Identify User Journeys at Pinterest

[

Pinterest Engineering

](https://medium.com/@Pinterest_Engineering?source=post_page---byline--b517f6275b42---------------------------------------)

Lin Zhu | Sr. Staff Machine Learning EngineerJaewon Yang | Principal Machine Learning Engineer

Ravi Kiran Holur Vijay | Director, Machine Learning Engineering

Pinterest has always been a go-to destination for inspiration, a place where users explore everything from daily meal ideas to major life events like planning a wedding or renovating a home. Our core mission is to be an inspiration-to-realization platform. To fulfill this, we recognized a critical challenge: we needed to move beyond understanding immediate interests and comprehend the underlying, long-term goals of our users. Therefore, we introduce user journeys as the foundation for recommendations.

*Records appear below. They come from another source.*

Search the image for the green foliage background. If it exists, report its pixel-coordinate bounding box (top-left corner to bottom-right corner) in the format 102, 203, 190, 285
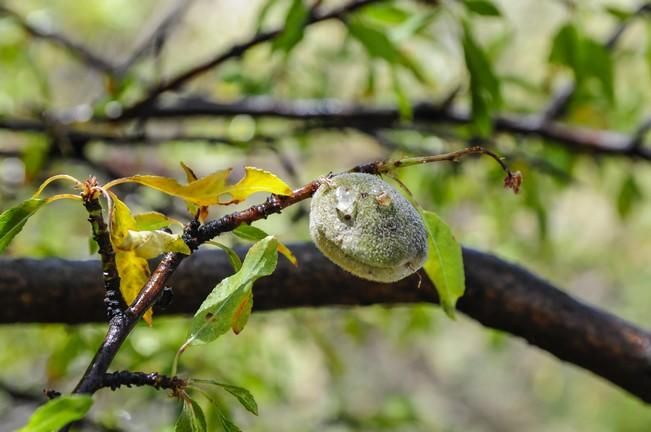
0, 0, 651, 432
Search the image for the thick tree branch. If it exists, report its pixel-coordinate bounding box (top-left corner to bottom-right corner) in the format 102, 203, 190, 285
101, 371, 187, 392
0, 245, 651, 402
112, 98, 651, 160
82, 178, 126, 320
0, 98, 651, 160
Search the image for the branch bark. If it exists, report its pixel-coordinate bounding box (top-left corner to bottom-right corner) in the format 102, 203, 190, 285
114, 98, 651, 160
0, 244, 651, 402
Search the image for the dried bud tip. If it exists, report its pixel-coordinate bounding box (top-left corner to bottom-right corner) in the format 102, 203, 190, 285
504, 171, 522, 193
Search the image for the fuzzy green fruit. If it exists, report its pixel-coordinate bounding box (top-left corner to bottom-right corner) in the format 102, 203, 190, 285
310, 173, 427, 282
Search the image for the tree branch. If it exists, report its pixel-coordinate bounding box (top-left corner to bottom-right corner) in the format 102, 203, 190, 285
82, 177, 126, 320
112, 98, 651, 160
0, 5, 117, 75
0, 244, 651, 402
542, 3, 651, 120
117, 0, 195, 75
123, 0, 378, 116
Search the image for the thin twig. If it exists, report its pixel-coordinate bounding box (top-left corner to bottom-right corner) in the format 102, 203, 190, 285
82, 177, 126, 320
67, 149, 516, 402
117, 0, 195, 75
101, 371, 187, 392
0, 5, 117, 76
123, 0, 379, 116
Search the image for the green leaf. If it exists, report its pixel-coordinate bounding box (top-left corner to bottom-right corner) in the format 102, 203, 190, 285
0, 198, 47, 252
362, 3, 410, 26
191, 379, 258, 415
391, 67, 414, 121
463, 0, 502, 16
231, 289, 253, 334
463, 23, 502, 136
18, 395, 93, 432
581, 38, 615, 104
272, 0, 309, 54
347, 18, 402, 64
391, 8, 441, 43
174, 399, 208, 432
218, 412, 242, 432
617, 174, 644, 219
133, 212, 175, 231
22, 135, 51, 179
188, 236, 278, 345
255, 0, 278, 34
233, 224, 298, 265
206, 240, 242, 272
423, 211, 465, 318
606, 6, 634, 21
116, 230, 192, 259
549, 22, 615, 104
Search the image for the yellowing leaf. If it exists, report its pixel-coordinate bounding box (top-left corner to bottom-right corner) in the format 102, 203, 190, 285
224, 167, 292, 204
231, 290, 253, 334
133, 212, 180, 231
109, 192, 137, 247
111, 192, 152, 325
118, 230, 192, 259
105, 167, 292, 206
115, 249, 153, 325
423, 211, 466, 318
0, 198, 46, 252
181, 162, 209, 223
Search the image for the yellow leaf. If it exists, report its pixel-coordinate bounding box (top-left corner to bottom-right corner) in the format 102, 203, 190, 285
222, 167, 292, 204
104, 167, 292, 206
133, 212, 178, 231
110, 192, 152, 325
181, 162, 209, 223
115, 249, 152, 325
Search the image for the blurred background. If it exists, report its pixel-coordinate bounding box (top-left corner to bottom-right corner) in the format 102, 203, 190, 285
0, 0, 651, 432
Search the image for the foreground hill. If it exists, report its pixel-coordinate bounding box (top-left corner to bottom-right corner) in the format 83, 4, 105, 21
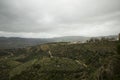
0, 41, 120, 80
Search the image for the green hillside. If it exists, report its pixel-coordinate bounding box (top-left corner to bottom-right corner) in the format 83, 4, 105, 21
0, 41, 120, 80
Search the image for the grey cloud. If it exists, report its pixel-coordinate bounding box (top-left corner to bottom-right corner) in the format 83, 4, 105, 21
0, 0, 120, 37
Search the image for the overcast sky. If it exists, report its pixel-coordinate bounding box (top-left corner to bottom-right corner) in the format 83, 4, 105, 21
0, 0, 120, 38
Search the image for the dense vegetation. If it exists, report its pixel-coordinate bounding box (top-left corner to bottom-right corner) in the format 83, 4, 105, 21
0, 40, 120, 80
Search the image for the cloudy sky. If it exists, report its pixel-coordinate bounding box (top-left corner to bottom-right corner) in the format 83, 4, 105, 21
0, 0, 120, 38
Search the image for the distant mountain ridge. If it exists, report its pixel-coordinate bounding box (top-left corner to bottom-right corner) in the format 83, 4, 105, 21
0, 35, 117, 49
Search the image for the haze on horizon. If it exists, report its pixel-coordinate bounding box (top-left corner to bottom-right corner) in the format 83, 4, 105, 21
0, 0, 120, 38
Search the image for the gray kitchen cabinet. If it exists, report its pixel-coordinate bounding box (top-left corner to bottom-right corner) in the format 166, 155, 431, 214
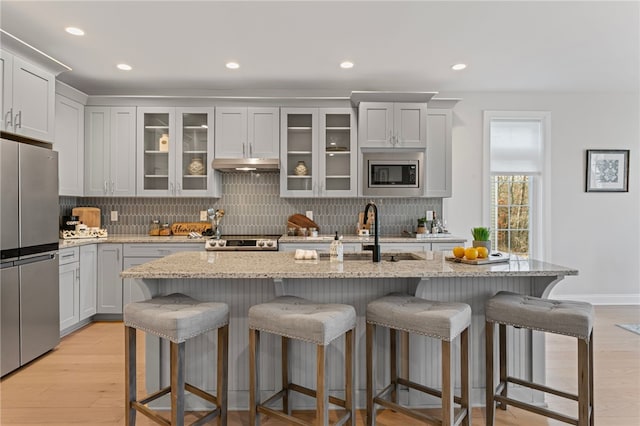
137, 107, 221, 197
0, 50, 55, 142
425, 108, 453, 198
358, 102, 427, 148
96, 243, 123, 315
84, 106, 136, 197
53, 93, 84, 197
79, 244, 98, 321
215, 107, 280, 158
59, 247, 80, 332
280, 108, 357, 197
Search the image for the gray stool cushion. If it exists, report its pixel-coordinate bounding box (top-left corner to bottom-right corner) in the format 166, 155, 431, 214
249, 296, 356, 346
485, 291, 594, 340
367, 293, 471, 341
124, 293, 229, 343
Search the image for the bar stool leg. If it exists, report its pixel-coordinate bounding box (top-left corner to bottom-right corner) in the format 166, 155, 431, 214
494, 324, 507, 410
170, 342, 185, 426
589, 329, 596, 426
442, 340, 455, 425
578, 339, 590, 426
484, 321, 496, 426
281, 336, 291, 415
124, 326, 137, 426
344, 329, 356, 426
249, 329, 260, 426
389, 328, 398, 404
366, 323, 376, 426
216, 324, 229, 426
460, 328, 471, 426
316, 345, 329, 426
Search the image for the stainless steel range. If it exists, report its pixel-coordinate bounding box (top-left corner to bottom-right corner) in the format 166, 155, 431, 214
204, 235, 280, 251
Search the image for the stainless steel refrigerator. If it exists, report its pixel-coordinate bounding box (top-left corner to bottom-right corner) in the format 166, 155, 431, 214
0, 139, 60, 376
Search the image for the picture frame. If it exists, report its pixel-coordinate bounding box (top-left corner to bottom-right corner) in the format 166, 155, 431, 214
585, 149, 629, 192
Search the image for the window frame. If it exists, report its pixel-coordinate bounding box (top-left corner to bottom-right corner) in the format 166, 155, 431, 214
482, 111, 551, 260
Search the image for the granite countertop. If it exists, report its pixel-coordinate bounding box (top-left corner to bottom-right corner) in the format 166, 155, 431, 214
121, 251, 578, 279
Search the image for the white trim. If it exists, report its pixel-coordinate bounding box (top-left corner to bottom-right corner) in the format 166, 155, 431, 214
549, 292, 640, 305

We define a journey as the intersection of a user’s interests, intent, and context at a specific point in time. A user journey is a sequence of user-item interactions, often spanning multiple sessions, that centers on a particular interest and reveals a clear intent — such as exploring trends or making a purchase. For example, a journey might involve an interest in “summer dresses,” an intent to “learn what’s in style,” and a context of being “ready to buy.” Users can have multiple, sometimes overlapping, journeys occurring simultaneously as their interests and goals evolve.

Inferring user journeys goes beyond understanding immediate interests, it allows us to comprehend the underlying, long-term goals of our users. By identifying user journeys, we can move from simple content recommendations to becoming a platform that assists users in achieving their goals, whether it’s planning a wedding, renovating a kitchen, or learning a new skill. This aligns with Pinterest’s mission to be an inspiration-to-realization platform, and provides the foundation for journey-aware recommendations.

Press enter or click to view image in full size

Figure 1: Example of notifications based on user journey

Our Solution Philosophy

From the outset, we knew we were building a new product without large amounts of training data. This constraint shaped our engineering philosophy for this project:

Be Lean: Minimize the development of new components where no data exists.
Start Small: Begin with a small, high-quality dataset of a few hundred human-annotated examples.
Leverage Foundation Models: Utilize pretrained models, like pretrained SearchSage for keyword embeddings, to maximize cost efficiency and effectiveness.
Make it Extensible: Design a system that supports more complex models as we collect more data, with a clear path to incorporating more advanced ML and LLM techniques.

System Architecture: A Walkthrough

To identify these journeys, we evaluated two primary approaches:

Predefined Journey Taxonomy: Building a fixed set of journeys and mapping users to them. While this offers consistency, it risks overlapping with existing systems, requiring significant maintenance, and being slow to adapt to new trends.
Dynamic Keyword Extraction: Directly extracting journeys from a user’s activities, representing each journey as a cluster of keywords (queries, annotations, interests, etc.).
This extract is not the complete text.